A method for real-time volumetric imaging in radiotherapy using single x-ray projection

TL;DR

This paper introduces a novel real-time volumetric imaging method for radiotherapy using a single x-ray projection, employing patch-based sparse learning and intensity correction to accurately predict lung motion.

Contribution

The method automatically selects motion-relevant patches and maps their intensities to PCA coefficients, enabling fast, accurate 3D image reconstruction from a single projection.

Findings

Prediction error for PCA coefficient reduced to 5% with sparse learning.

Motion vector prediction error decreased from 2.40 mm to 0.92 mm.
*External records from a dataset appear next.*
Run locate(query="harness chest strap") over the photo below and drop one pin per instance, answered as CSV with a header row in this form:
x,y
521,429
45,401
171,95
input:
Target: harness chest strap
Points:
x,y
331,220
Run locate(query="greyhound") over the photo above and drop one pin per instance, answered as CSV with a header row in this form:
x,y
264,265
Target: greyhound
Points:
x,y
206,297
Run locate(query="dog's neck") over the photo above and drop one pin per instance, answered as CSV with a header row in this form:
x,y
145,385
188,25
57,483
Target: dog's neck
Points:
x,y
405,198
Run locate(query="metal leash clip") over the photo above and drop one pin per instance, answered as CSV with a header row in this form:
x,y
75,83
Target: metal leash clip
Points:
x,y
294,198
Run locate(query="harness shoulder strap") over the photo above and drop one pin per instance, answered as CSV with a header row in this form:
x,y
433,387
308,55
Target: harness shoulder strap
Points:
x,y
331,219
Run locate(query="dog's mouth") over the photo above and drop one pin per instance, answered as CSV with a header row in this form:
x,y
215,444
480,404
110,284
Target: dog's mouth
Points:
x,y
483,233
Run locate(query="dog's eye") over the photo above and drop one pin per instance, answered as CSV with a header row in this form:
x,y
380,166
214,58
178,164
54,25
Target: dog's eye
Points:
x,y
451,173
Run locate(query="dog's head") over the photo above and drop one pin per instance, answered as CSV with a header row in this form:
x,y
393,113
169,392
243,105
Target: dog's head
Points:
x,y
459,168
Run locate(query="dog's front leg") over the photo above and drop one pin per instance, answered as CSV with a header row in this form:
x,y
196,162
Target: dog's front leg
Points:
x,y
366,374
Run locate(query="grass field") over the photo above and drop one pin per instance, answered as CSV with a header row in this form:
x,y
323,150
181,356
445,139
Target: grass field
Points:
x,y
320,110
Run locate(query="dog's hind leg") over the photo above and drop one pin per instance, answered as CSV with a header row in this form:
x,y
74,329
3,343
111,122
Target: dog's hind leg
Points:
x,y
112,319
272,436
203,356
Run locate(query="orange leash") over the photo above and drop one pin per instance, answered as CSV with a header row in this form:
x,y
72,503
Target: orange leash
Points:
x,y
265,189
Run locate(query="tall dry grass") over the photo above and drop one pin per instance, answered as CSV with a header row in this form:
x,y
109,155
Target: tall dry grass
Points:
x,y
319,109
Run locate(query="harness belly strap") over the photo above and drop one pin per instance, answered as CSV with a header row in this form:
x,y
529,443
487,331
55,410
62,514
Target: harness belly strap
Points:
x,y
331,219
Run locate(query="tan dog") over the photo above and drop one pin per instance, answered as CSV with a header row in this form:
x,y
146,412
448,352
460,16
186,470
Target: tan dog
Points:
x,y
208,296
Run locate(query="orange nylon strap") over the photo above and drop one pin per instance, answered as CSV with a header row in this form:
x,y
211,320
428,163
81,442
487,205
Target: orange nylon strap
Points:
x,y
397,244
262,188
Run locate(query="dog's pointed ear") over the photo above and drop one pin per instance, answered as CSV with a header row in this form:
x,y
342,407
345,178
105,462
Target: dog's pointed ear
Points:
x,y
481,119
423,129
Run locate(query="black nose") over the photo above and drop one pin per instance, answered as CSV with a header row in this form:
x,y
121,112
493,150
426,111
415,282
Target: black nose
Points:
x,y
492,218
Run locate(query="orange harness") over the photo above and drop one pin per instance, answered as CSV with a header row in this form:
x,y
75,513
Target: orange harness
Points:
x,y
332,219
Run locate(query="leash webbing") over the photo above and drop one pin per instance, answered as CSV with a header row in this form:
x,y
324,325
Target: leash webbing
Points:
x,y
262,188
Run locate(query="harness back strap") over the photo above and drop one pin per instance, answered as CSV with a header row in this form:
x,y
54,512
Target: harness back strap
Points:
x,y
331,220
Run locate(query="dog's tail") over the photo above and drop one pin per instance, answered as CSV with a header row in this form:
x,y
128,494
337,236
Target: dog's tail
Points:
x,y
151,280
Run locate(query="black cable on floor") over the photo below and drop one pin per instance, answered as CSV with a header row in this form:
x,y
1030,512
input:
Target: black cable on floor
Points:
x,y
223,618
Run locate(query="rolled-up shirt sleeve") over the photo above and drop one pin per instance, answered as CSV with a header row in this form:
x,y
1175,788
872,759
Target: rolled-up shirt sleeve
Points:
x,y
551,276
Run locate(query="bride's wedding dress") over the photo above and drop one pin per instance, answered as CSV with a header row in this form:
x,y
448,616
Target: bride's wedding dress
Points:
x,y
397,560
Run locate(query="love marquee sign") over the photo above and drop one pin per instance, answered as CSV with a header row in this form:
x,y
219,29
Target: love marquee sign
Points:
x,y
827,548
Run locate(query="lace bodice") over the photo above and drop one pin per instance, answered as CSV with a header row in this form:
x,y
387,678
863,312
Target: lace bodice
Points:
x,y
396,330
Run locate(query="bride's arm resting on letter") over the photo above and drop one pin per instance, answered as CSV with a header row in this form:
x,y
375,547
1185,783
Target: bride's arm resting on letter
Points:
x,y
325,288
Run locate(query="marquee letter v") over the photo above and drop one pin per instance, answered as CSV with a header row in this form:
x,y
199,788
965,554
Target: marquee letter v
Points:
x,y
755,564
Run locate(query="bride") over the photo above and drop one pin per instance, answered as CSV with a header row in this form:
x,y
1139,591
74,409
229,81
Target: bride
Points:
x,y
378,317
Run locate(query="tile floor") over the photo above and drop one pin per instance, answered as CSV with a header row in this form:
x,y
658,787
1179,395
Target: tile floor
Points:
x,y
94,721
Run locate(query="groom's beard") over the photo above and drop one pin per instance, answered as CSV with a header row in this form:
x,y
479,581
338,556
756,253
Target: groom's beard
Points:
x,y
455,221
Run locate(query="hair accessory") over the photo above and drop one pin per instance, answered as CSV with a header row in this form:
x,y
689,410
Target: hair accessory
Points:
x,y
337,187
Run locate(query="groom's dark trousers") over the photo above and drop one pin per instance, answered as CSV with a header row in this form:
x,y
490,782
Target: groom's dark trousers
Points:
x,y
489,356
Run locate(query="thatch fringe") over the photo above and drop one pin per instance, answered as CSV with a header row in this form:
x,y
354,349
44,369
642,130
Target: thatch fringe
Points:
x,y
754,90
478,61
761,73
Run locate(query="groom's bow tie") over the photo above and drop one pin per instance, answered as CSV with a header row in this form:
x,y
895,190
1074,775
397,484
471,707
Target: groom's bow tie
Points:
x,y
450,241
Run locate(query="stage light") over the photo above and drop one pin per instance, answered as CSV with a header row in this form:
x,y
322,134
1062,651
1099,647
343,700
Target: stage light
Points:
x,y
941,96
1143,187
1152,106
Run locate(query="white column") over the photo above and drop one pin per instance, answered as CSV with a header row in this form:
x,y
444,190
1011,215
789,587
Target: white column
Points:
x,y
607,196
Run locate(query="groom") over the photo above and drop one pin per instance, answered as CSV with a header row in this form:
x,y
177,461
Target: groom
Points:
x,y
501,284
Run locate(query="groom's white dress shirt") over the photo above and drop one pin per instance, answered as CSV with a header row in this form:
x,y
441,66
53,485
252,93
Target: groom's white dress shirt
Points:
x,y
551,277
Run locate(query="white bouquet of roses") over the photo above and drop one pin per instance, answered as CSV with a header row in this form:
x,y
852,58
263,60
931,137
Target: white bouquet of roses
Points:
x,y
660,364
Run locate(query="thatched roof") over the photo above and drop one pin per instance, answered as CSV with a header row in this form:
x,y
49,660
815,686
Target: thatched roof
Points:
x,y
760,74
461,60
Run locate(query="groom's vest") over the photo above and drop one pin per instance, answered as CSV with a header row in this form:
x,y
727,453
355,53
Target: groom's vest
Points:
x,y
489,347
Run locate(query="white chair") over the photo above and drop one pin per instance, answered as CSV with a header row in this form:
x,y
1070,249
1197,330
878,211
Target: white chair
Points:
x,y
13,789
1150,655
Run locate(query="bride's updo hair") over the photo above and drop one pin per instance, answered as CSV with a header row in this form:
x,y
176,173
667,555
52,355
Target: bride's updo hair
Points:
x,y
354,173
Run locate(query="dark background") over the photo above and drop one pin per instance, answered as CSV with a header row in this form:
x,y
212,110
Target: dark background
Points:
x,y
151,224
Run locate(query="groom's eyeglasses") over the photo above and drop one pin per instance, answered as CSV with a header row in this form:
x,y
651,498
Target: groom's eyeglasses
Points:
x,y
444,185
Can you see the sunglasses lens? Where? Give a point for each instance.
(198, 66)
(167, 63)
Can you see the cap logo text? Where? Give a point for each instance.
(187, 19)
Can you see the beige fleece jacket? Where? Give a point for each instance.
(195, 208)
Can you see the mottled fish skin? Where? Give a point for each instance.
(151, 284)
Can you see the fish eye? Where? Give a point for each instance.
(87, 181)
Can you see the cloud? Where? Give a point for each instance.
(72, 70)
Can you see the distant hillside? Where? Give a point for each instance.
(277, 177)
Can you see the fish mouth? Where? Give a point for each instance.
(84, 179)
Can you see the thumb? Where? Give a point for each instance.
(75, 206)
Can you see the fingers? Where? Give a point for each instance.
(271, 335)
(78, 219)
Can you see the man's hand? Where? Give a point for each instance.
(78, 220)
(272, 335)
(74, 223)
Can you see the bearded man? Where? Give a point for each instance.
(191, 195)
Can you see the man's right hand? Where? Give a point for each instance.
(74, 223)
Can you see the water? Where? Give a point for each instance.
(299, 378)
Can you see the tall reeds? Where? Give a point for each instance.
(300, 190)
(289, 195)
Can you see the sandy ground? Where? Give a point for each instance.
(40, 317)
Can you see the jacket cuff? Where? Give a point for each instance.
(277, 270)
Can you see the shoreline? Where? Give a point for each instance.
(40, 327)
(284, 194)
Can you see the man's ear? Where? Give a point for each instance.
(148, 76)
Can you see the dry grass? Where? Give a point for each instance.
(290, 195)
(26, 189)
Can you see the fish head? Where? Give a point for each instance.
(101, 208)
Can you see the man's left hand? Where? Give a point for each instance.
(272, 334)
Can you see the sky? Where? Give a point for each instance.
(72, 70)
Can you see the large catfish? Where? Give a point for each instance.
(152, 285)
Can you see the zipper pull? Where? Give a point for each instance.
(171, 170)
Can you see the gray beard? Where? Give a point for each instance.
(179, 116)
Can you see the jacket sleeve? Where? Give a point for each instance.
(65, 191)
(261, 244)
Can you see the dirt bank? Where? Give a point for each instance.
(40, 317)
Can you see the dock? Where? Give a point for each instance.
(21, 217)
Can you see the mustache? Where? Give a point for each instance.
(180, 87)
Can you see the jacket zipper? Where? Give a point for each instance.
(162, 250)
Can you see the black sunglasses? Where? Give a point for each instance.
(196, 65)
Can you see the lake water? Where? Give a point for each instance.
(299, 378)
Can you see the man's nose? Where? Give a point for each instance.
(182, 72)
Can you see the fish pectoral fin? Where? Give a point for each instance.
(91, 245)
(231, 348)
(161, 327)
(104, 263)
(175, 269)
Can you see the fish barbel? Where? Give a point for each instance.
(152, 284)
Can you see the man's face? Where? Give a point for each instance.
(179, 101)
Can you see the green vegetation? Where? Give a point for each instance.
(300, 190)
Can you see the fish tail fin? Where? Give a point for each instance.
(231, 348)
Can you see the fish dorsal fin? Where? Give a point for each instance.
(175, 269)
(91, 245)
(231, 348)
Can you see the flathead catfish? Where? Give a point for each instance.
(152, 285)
Tumor motion trajectory reconstructed with 0.82 mm mean error.

Abstract

In this paper, we present a new method to generate an instantaneous volumetric image using a single x-ray projection. To fully extract motion information hidden in projection images, we partitioned a projection image into small patches. We utilized a sparse learning method to automatically select patches that have a high correlation with principal component analysis (PCA) coefficients of a lung motion model. A model that maps the patch intensity to the PCA coefficients is built along with the patch selection process. Based on this model, a measured projection can be used to predict the PCA coefficients, which are further used to generate a motion vector field and hence a volumetric image. We have also proposed an intensity baseline correction method based on the partitioned projection, where the first and the second moments of pixel intensities at a patch in a simulated image are matched with those in a measured image via a linear transformation. The proposed method has been valid in simulated data and real phantom data. The algorithm is able to identify patches that contain relevant motion information, e.g. diaphragm region. It is found that intensity correction step is important to remove the systematic error in the motion prediction. For the simulation case, the sparse learning model reduced prediction error for the first PCA coefficient to 5%, compared to the 10% error when sparse learning is not used. 95th percentile error for the predicted motion vector is reduced from 2.40 mm to 0.92mm. In the phantom case, the predicted tumor motion trajectory is successfully reconstructed with 0.82 mm mean vector field error compared to 1.66 mm error without using the sparse learning method. The algorithm robustness with respect to sparse level, patch size, and existence of diaphragm, as well as computation time, has also been studied.